The cost numbers from MAESTRO sharpen the architectural point. CRAG finishes the same task with a median cost of $0.0010 and a median duration of 42.8 seconds. Plan-and-Execute does the same kind of work for a median $0.0126 with an interquartile range of 30.6 to 356.6 seconds — an order-of-magnitude spread within the IQR alone. A single-run benchmark cannot distinguish a system with a tight latency distribution from one whose IQR spans 10× the median. To a user submitting a real task, those are two different products.

Why this is structural, not transient

The Princeton group's distinction between calibration and discrimination is the load-bearing piece for understanding what comes next. Calibration is about being well-aligned in confidence: a model that says "I'm 80% sure" being right 80% of the time. Discrimination is about being able to tell, before failing, that a task is the kind a model will fail on. Recent models have gotten meaningfully better at calibration. They have not gotten meaningfully better at discrimination.

That asymmetry has consequences. A well-calibrated agent that cannot discriminate failure modes will still produce confident-looking outputs in exactly the cases where it should refuse. From a benchmark's perspective, a 90% success rate looks fine. From a registry's perspective, the question that matters is not "what fraction of tasks did this agent complete" but "what fraction of the kinds of tasks where you'd want a guarantee did it complete consistently." Those are different objects, and the agent literature is starting to admit it.

The same shape appears in the multi-agent case.
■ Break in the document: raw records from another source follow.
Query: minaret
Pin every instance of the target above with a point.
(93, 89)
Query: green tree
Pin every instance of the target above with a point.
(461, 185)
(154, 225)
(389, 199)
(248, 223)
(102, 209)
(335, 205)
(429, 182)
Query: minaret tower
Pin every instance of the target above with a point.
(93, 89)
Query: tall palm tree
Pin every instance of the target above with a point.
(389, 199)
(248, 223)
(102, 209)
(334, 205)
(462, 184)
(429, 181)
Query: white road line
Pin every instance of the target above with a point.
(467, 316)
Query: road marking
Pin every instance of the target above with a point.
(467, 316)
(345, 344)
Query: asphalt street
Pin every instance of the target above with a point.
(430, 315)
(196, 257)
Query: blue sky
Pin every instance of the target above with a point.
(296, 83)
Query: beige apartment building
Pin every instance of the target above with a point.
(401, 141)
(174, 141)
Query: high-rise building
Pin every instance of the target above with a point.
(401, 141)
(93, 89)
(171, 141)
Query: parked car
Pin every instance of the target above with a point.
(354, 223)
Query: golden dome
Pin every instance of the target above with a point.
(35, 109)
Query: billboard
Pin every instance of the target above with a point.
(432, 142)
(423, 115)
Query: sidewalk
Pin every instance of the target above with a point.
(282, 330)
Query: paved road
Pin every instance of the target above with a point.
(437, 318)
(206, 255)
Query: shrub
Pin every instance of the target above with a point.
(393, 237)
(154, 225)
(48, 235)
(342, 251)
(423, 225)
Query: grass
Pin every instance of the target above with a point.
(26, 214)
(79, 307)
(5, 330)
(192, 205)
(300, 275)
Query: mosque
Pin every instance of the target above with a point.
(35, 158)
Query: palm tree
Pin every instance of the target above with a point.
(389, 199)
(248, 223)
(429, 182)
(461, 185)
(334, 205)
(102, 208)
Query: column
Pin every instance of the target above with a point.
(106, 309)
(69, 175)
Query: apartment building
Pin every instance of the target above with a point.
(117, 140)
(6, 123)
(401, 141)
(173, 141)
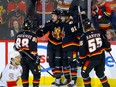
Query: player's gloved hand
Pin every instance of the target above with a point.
(37, 60)
(74, 59)
(108, 50)
(80, 62)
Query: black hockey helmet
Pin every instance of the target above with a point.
(65, 13)
(56, 12)
(87, 23)
(27, 25)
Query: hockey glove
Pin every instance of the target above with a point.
(37, 60)
(80, 62)
(108, 50)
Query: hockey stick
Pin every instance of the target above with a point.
(112, 57)
(79, 9)
(40, 65)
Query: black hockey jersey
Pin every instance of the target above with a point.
(26, 40)
(55, 32)
(92, 43)
(69, 41)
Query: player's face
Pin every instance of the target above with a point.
(16, 24)
(17, 60)
(54, 17)
(99, 1)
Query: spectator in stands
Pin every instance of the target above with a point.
(111, 35)
(101, 12)
(15, 29)
(63, 4)
(16, 10)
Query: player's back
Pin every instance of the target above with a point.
(10, 73)
(26, 40)
(92, 43)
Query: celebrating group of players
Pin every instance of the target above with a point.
(69, 45)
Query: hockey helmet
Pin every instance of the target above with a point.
(87, 23)
(27, 25)
(56, 12)
(14, 57)
(14, 54)
(65, 13)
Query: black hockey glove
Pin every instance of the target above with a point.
(108, 50)
(80, 62)
(37, 60)
(103, 8)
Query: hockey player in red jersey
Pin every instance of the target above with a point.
(54, 47)
(12, 72)
(70, 45)
(92, 47)
(26, 44)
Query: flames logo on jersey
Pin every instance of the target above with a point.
(57, 33)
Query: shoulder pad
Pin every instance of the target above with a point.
(48, 21)
(71, 22)
(82, 35)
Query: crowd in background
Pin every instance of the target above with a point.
(13, 13)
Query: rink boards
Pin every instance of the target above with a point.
(46, 79)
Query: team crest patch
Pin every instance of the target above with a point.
(81, 43)
(56, 33)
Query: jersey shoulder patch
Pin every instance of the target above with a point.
(71, 22)
(81, 43)
(34, 39)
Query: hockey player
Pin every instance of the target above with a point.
(92, 47)
(12, 72)
(26, 44)
(70, 47)
(54, 47)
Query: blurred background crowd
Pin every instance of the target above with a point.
(14, 12)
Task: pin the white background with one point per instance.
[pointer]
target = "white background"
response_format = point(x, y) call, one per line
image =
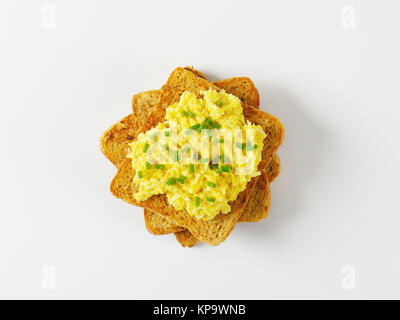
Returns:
point(335, 203)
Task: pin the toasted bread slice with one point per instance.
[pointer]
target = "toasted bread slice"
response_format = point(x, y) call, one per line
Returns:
point(114, 142)
point(274, 167)
point(158, 225)
point(243, 88)
point(185, 238)
point(256, 208)
point(215, 230)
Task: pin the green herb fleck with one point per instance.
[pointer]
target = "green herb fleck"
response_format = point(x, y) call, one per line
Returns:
point(171, 181)
point(181, 179)
point(148, 165)
point(211, 184)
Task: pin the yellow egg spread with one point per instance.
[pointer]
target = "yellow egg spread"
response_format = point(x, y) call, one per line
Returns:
point(201, 157)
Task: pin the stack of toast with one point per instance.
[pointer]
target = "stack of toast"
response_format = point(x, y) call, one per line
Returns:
point(148, 109)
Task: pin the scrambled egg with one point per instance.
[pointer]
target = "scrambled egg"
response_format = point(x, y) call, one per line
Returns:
point(201, 157)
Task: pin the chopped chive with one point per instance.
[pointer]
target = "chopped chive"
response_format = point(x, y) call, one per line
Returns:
point(211, 184)
point(215, 125)
point(240, 145)
point(195, 127)
point(153, 136)
point(207, 123)
point(213, 166)
point(196, 156)
point(207, 132)
point(181, 179)
point(171, 181)
point(186, 149)
point(148, 165)
point(175, 155)
point(250, 147)
point(219, 103)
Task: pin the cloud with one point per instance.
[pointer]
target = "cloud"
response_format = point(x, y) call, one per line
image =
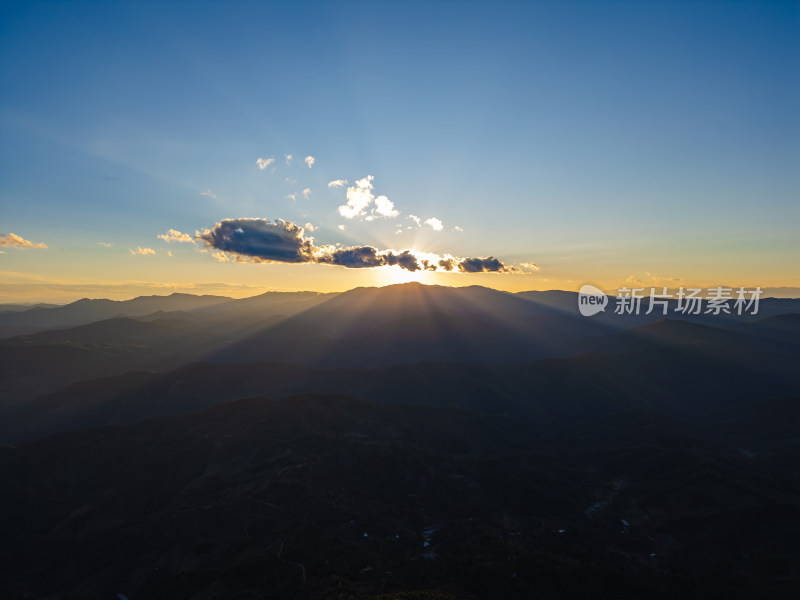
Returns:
point(259, 240)
point(173, 235)
point(385, 207)
point(12, 240)
point(434, 223)
point(360, 198)
point(263, 163)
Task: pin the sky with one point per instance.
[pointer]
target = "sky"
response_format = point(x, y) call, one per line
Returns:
point(528, 145)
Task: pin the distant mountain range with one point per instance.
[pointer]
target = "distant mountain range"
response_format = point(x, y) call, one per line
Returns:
point(400, 442)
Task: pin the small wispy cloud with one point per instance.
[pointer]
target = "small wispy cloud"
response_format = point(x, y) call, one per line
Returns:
point(12, 240)
point(385, 207)
point(360, 198)
point(531, 266)
point(434, 224)
point(173, 235)
point(263, 163)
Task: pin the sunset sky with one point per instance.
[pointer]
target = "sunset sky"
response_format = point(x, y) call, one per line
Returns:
point(574, 142)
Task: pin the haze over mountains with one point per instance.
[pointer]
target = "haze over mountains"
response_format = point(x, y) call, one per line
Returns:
point(455, 442)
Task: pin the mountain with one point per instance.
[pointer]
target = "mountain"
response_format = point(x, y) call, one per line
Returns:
point(41, 362)
point(408, 323)
point(679, 368)
point(331, 496)
point(87, 311)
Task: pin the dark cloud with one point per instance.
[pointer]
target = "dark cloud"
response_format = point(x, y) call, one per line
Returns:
point(355, 257)
point(281, 241)
point(478, 265)
point(259, 240)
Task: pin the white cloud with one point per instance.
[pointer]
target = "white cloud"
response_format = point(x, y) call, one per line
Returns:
point(12, 240)
point(173, 235)
point(531, 266)
point(263, 163)
point(434, 223)
point(359, 197)
point(385, 207)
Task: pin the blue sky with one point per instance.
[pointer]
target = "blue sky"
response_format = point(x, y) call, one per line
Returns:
point(599, 140)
MAESTRO's authors are explicit: "optimizing reliability and efficiency in agentic systems is fundamentally an architectural challenge." Architecture choices (ReAct vs. Reflexion, CRAG vs. Plan-and-Execute, sequential vs. graph routing) outweigh model choice for reliability outcomes. Swapping in a better base model leaves the variance problem intact.

The registry-side implication

A registry that publishes a single conformance score for an agent or MCP server is doing what these benchmarks do: collapsing a multi-dimensional reliability surface into one capability number. The funnel pattern Agenstry publishes (discovered, responded, returned a valid card) is one direction of generalization. The ReliabilityBench-style multi-condition surface (consistency under repetition, robustness to perturbation, fault tolerance under degraded infrastructure) is another. They are compatible and they are not the same.

The interesting design question is what a public registry should publish. A one-number score is legible; nobody mistakes its meaning. A reliability-surface that names ε, λ, and k explicitly is honest but it is harder to render in a row of a directory listing. Most agent leaderboards have so far chosen legibility over honesty, and the three papers above are the cost of that choice now showing up in print.

What we're watching

Three things, observable within the next two academic cycles:

  1. Whether any major leaderboard adopts a ReliabilityBench-style protocol. Most public agent leaderboards still report single-run pass@1 numbers on a fixed prompt set. The first to publish a multi-run consistency column alongside its accuracy column will be the practical answer to ReliabilityBench's framing.
  2. Whether the calibration/discrimination split in the Princeton data widens or narrows in subsequent model releases. If discrimination catches up to calibration, the practical impact of the reliability gap shrinks. If it doesn't, agents that report high confidence in failure modes will keep getting deployed.
  3. Whether MCP server compliance scoring picks up a multi-run dimension. The MCP authorization spec formalized OAuth 2.1 but says nothing about whether a server's behavior should be probed once or one hundred times. The first foundation-governed conformance profile that names "k repeated probes per scan window" as a required field will be the practical answer to these papers.

A capability number is the headline. A reliability surface is what your agent actually experiences. The two were close enough to ignore for the first eighteen months of this story. They no longer are.